The method of illumination for each of the towers last weekend differed. For many of the remote towers in the Adirondacks, volunteers had to use only what they could carry during a hike that took several hours, which meant Coleman lanterns and collapsible work lights.
To light the Beacon tower, Rankin got in touch with the members of Hudson Valley 4 Wheelers, who have repaired the tower over the years, including with steel left over from the construction of the Walkway Over the Hudson in Poughkeepsie, to make the tower safe to climb.
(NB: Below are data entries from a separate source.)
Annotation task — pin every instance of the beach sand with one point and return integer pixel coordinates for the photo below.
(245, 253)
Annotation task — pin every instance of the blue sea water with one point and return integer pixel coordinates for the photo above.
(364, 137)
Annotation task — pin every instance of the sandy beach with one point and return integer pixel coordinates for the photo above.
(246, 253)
The crew brought up a 6,500-watt generator and six strips of LED lights.
“I don’t know if we’ll be able to see any of the other towers,” said Kevin Gennodie, who served as the point person for the crew. “But they’ll be able to see us from three states away.”
At 9 p.m., as Louis Armstrong’s “What A Wonderful World” played from one of the Jeeps, the generator was turned on and the fire tower blazed to life. Since the crew had last been there earlier in the summer for repairs, an unknown visitor had strung fake ivy in the cab at the top of the tower. Between the bright lights and the leafy green strands, it resembled an illicit basement greenhouse.
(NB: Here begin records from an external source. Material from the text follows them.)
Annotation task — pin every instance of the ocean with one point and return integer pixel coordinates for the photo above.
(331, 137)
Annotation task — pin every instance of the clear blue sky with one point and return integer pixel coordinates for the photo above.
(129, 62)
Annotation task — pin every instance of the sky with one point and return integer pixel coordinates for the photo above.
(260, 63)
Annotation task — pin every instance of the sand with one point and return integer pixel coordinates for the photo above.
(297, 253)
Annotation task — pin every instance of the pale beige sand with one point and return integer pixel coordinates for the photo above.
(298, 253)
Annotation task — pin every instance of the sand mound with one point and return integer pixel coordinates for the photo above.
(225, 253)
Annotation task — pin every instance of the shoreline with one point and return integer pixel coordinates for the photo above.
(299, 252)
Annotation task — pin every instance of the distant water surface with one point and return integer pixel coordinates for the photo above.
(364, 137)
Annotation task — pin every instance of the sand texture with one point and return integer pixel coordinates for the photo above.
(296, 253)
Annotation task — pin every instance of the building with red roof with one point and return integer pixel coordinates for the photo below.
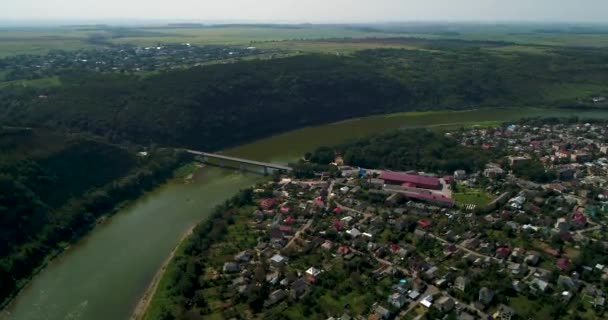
(425, 223)
(410, 179)
(563, 263)
(431, 197)
(503, 252)
(267, 203)
(344, 250)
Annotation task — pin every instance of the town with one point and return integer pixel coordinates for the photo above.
(361, 243)
(126, 58)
At 9:15, the lights of every tower were flashed several times, in the hope it would be easier for all of the illuminators to see each other from a distance. We didn’t spot any other blinking lights, but once the Beacon tower started flashing, a plane across the Hudson started heading toward us. “I hope they don’t think this is a runway,” said Gennodie.
We may not have been able to see any of the other towers, but we knew where Rankin was. She was serving as the illuminator atop the tower at Balsam Lake.
“When they see that light go on, I want them to think: ‘There was a man or a woman in that fire tower, in that lonely spot for years, looking over where I am right now and protecting the homes and the business and the forest,’ ” she told me before the event. “Because where you are would look significantly different if they had not done that.”